As we pore over the menu, waiters hover nearby, nervously efficient and eager to please. We are rather slow to order, since our attention is held by their custom-made cutlery, featuring two langurs holding grapes — a comical take on the Hindi pronunciation of the restaurant’s name. When we finally get down to business, we begin the meal with the L’angoor chicken with mustard, infused in cabernet sauvignon wine (Rs 380), whose portion size was a pleasant surprised. The chicken was cut to bite-sized pieces and the tenor of the wine complimented the pungency of mustard to perfection. For the main course, we ordered the grilled Mediterranean red snapper, served on a bed of pepper salsa (Rs 580) and the Jamaican spiced jerk chicken with cilantro flavoured rice (Rs 520). The fish was cooked well, and retained its original flavour, but was unfortunately paired with a very sad assortment of oily paprika slices. It left us a little confused — the flavours were halfway between a Punjabi spiced chicken and a gourmet North American main course. While the chicken was too spicy to be eaten alone, combining it with the rice resulted in a clash of flavours. Clearly not the best main course we could have settled for.

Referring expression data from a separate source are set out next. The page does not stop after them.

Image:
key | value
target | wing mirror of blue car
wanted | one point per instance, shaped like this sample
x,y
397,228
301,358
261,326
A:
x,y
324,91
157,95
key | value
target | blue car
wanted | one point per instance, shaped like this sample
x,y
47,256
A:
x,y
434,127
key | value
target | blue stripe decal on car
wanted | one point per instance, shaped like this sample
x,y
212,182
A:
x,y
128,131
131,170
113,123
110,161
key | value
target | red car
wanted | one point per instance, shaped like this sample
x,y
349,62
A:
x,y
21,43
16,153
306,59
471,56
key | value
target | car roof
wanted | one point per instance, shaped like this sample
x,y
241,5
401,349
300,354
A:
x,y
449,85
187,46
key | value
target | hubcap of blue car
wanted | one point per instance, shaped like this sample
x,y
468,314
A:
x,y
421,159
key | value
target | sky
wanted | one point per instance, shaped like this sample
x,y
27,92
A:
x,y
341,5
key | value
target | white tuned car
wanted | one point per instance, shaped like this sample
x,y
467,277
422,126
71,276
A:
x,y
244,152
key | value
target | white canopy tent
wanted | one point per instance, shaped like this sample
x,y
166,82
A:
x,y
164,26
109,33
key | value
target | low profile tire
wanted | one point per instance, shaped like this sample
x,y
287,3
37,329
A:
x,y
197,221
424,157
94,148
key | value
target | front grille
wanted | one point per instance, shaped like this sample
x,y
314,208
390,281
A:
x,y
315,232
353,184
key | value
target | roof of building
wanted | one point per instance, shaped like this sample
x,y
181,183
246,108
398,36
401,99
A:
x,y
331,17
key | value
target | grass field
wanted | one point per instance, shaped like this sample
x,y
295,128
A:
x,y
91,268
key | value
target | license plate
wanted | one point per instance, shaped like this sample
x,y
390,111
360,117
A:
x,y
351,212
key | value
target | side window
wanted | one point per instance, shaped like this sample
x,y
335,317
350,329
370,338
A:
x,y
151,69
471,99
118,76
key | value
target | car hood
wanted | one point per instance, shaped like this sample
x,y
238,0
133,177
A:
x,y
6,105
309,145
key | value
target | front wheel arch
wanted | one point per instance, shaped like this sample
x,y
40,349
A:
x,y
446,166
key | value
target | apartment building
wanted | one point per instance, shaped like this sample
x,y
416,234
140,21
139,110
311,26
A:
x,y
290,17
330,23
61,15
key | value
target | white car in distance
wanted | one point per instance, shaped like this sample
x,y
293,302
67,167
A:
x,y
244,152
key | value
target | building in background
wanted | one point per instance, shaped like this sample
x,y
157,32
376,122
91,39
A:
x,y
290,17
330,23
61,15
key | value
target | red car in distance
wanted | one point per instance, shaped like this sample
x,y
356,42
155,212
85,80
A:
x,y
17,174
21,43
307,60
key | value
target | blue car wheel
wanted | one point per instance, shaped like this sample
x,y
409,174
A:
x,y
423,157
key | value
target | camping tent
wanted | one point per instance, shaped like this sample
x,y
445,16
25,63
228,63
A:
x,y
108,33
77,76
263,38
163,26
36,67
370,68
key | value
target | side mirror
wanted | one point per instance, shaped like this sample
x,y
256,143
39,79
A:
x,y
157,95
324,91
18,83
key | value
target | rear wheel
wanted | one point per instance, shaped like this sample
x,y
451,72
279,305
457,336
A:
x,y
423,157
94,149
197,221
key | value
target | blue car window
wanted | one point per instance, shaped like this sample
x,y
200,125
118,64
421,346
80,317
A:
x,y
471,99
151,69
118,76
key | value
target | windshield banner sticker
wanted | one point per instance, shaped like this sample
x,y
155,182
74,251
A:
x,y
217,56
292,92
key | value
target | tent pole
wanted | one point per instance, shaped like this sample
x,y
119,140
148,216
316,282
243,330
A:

To salvage the mood we needed a miraculously savoury dessert. The chef’s dessert special, we were informed, was made in limited quantities and did not feature on the menu. Thankfully, there was still one chocolate zabaglione (Rs 500) left and we heartily welcomed the whipped mousse with chunky dark chocolate, topped with miniature blueberries (Rs 500). The contrasting textures of the creamy mousse and the hard dark chocolate made for a luscious mix, quite making up for the earlier disappointment.

Final verdict? L’Angoor is perfect for a casual night out with friends, but not if you are looking for a gourmet experience.